22 onder de zonen van Pasjchoer: Eljoënai, Maäseja, Jisjmaël, Netanel, Jozabad en Elasa.
And of the sons of Pashchur: Elyo'enai, Ma'asseyah. Ishmael, Nethanel, Jozabad, and El'assah.
23 Onder de levieten waren het: Jozabad, Sjimi, Kelaja of Kelita, Petachja, Juda en Eliézer. Onder de zangers was het Eljasjib.
Also of the Levites: Jozabad, and Shim'i, and Kelayan, the same is Kelita, Pethachyah, Judah, and Eli'ezer.
24 Onder de deurwachters waren het: Sjalloem, Télem en Oeri.
And of the singers, Elyashib; and of the gate-keepers, Shallum, and Telem, and Uri.
25 De volgende uit Israël.

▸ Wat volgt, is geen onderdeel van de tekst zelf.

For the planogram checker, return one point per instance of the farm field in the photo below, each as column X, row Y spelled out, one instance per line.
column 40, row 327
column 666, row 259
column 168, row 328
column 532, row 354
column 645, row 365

Onder de zonen van Parosj: Ramja, Jizzi-ja, Malki-ja, Mi-jamin, Elazar, Malki-ja en Benaja.
And of Israel: Of the sons of Par'osh, Ramyah, and Yizziyah, and Malkiyah, and Miyamin, and El'azar, and Malkiyah, and Benayah.

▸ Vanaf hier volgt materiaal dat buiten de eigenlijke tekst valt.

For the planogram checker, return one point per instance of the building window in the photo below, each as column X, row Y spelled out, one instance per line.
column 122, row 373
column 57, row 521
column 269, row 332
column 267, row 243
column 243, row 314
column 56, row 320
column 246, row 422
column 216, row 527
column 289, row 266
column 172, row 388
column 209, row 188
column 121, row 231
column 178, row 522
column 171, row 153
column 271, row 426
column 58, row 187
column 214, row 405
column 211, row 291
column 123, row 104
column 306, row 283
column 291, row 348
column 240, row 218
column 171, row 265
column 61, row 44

26 Onder de zonen van Elam: Mattanja, Zekarja, Jechiël, Abdi, Jeremot en Eli-ja.
And of the sons of 'Elam; Matthanyah, Zecharyah, and Jechiel, and 'Abdi, and Jeremoth, and Eliyah.
27 Onder de zonen van Zattoe: Eljoënai, Eljasjib, Mattanja, Jeremot, Zabad en Aziza.
And of the sons of Zatthu: Elyo'enai, Elyashib, Matthanyah, and Jeremoth, and Zabad, and 'Aziza.
28 Onder de zonen van Bebai: Jehochanan, Chananja, Zabbai, Atlai.
And of the sons of Bebai: Jehochanan, Chananyah, Zabbai, and 'Athlai.
29 Onder de zonen van Bani: Mesjoellam, Malloek, Adaja, Jasjoeb, Sjeal en Ramot.
And of the sons of Bani: Meshullam, Malluch, and 'Adayah, Jashub, and Sheal, and Ramoth.
30 Onder de zonen van Pachat-Moab: Adna, Kelal, Benaja, Maäseja, Mattanja, Besalel, Binnoej en Menassje.
And of the sons of Pachath-moab: 'Adna, and Kelal, Benayah, Ma'asseyah, Matthanyah, Bezalel, and Binnui, and Menasseh.
31 Onder de zonen van Charim: Eliézer, Jissjija, Malki-ja, Sjemaja, Sjimon,
And of the sons of Charim: Eli'ezer, Yishiyah, Malkiyah, Shema'yah, Shim'on,
32 Binjamin, Malloek en Sjemarja.
Benjamin, Malluch, and Shemaryah.
33 Onder de zonen van Chasoem: Mattenai, Mattatta, Zabad, Elifélet, Jeremai, Menassje en Sjimi.
Of the sons of Chashum: Matthenai, Matthathah, Zabad, Eliphelet, Jeremai, Menasseh, and Shim'i.
34 Onder de zonen van Bani: Maädai, Amram, Oeël,
Of the sons of Bani: Ma'adai, 'Amram, and Uel,
35 Benaja, Bedeja, Keloehoe,
Benayah, Bedeyah, Keluhu,
36 Wanja, Meremot, Eljasjib,
Vanyah, Meremoth, Elyashib,
37 Mattanja, Mattenai, Jaäsai,
Matthanyah, Matthenai, and Ja'assai,
38 Bani, Binnoej, Sjimi,
And Bani, and Binnui, and Shim'i,
39 Sjelemja, Natan, Adaja,
And Shelemyah, and Nathan, and 'Adayah,
40 Maknadbai, Sjasjai, Sjarai,
Machnadbai, Shashai, Sharai,
41 Azarel, Sjelemjáhoe, Sjemarja,
'Asar'el, and Shelemyahu, Shemaryah,
42 Sjalloem, Amarja en Josef.
Shallum, Amaryah, and Joseph.
43 Onder de zonen van Nebo: Jeïël, Mattitja, Zabad, Zebina, Jaddai, Joël en Benaja.
Of the sons of Nebo: Je'iel, Matthithyah, Zabad, Zebina, Jaddai, and Joel, Benayah.
44 Deze allen hadden vreemde vrouwen gehuwd; maar zij zonden de vrouwen van zich weg, en gaven haar de kinderen mee.
All these had taken strange wives; and some of them had wives by whom they had children.